Repeatedly calculating likelihood using Turing

I want to repeatedly calculate likelihoods of the same Turing model at different parameter values, and also with different possible observations. What is the best way to do this in Turing? A minimal example of the type of function I am trying to evaluate as fast as possible:

using Turing
# θ unknown parameters
# X experimental design that has to be optimized, to estimate θ as precisely as possible
# y measurements
@model function lm(X,y) # 2 factors, main effects only and no intercept
    θ ~ MvNormal(ones(2),1.0)
    y ~ MvNormal(X*θ, 0.1) 
    return θ, y
end
function expected_KL_div(model_given_design ;n_in=100,n_out=100)
    val_out = 0.0
    for i = 1:n_out
        θ_outer, y_outer = model_given_design()
        val_out += logprob"y = y_outer | model = model_given_design, X = model_given_design.args.X, θ = θ_outer" 
        val_in = 0.0
        for j = 1:n_in
            θ_inner, ~ = model_given_design()
            val_in += logprob"y = y_outer | model = model_given_design, X = model_given_design.args.X, θ = θ_inner"
        end
        val_out -= val_in/n_in 
    end
    val_out/n_out
end
X_test = [1.0 1.0;  1.0 -1.0;   -1.0 1.0;   -1.0 -1.0]
model_given_design = lm(X_test,missing)
expected_KL_div(model_given_design )
# optimal_design = maximize(expected_KL_div)
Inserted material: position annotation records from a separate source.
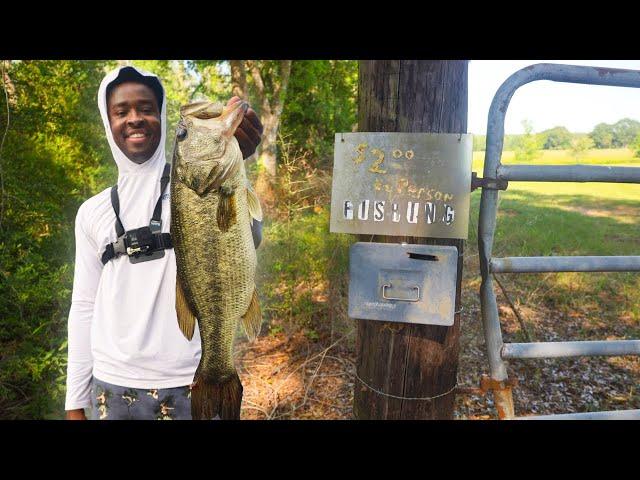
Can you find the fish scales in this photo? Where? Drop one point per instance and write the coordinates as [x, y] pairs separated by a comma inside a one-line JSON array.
[[215, 254], [219, 286]]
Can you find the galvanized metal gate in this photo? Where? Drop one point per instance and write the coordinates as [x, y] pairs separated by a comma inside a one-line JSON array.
[[496, 177]]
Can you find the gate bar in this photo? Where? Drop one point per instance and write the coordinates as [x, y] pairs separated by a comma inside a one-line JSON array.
[[569, 173], [565, 264], [609, 348], [610, 415], [489, 198]]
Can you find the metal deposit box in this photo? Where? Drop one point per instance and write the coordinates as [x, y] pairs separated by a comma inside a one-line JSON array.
[[403, 282]]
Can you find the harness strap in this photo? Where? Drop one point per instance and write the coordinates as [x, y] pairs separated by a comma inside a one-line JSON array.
[[164, 181], [115, 203], [161, 240]]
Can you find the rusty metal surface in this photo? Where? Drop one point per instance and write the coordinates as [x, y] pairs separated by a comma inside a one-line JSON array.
[[387, 284], [402, 184]]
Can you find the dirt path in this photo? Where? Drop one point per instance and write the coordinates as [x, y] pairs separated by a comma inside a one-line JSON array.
[[296, 378]]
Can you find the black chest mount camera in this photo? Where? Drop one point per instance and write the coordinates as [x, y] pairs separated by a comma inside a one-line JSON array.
[[140, 244]]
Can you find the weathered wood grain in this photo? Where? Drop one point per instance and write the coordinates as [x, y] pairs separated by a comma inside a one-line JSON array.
[[402, 359]]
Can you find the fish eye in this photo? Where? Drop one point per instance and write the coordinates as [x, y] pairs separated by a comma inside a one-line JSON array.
[[181, 133]]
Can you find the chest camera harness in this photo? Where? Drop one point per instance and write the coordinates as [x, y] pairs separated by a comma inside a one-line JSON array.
[[140, 244]]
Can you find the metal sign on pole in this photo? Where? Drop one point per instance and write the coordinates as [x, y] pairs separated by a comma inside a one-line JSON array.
[[406, 184]]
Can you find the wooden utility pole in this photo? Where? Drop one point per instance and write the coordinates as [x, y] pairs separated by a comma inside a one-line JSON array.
[[399, 359]]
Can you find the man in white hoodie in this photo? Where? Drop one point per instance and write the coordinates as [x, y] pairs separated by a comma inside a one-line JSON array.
[[127, 357]]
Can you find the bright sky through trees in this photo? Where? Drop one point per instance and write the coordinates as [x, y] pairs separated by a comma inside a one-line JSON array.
[[549, 104]]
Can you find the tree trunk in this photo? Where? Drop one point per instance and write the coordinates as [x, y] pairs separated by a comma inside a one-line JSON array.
[[406, 360]]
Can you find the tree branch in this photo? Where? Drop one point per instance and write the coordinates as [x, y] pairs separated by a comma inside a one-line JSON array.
[[262, 95]]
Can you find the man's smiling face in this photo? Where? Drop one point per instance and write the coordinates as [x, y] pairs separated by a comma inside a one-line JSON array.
[[134, 116]]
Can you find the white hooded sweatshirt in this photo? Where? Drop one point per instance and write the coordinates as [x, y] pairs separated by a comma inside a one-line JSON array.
[[122, 324]]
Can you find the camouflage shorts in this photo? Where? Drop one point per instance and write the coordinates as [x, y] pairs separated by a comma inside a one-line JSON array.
[[112, 402]]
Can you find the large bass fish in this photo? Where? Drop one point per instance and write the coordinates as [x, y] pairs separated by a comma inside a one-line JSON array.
[[212, 206]]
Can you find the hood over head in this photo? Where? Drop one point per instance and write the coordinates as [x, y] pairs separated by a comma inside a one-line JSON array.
[[138, 184], [125, 165]]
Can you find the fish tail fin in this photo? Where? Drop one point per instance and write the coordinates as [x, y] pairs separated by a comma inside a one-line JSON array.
[[186, 318], [226, 214], [222, 400], [252, 319]]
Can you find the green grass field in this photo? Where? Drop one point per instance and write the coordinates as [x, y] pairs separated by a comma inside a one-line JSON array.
[[571, 219]]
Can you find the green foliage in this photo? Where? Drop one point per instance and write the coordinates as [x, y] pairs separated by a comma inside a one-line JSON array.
[[479, 143], [528, 146], [54, 157], [321, 101], [636, 146], [557, 138], [602, 135], [620, 134], [580, 146], [303, 267]]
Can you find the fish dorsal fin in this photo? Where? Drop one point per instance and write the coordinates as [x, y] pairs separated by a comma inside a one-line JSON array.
[[186, 318], [252, 319], [254, 203]]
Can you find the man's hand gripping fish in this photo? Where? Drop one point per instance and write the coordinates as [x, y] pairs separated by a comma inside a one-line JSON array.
[[212, 206]]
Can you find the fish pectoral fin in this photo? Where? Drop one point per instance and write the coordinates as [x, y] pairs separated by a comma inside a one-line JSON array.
[[254, 203], [186, 318], [252, 319], [226, 214]]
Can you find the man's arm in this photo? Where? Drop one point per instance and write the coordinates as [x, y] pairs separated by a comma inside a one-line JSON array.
[[249, 132], [88, 269]]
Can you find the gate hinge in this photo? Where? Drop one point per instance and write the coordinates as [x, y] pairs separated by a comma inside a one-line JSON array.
[[488, 183]]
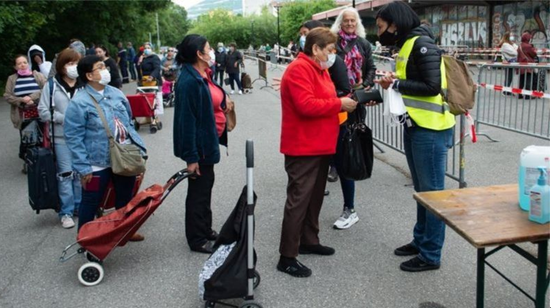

I am mainly wondering if using logprob"..." inside a loop is a good idea.

Yes nothing wrong with that. One thing you can do to speed it up is to pre-allocate the internal data structure we use in logprob and pass it on the RHS to reuse it. For example:

varinfo = Turing.VarInfo(model_given_design)
logprob"... | varinfo = varinfo, ...."

Thank you, this gave about a x5 speedup when evaluating the objective once. And about x10 when passed to an optimization routine.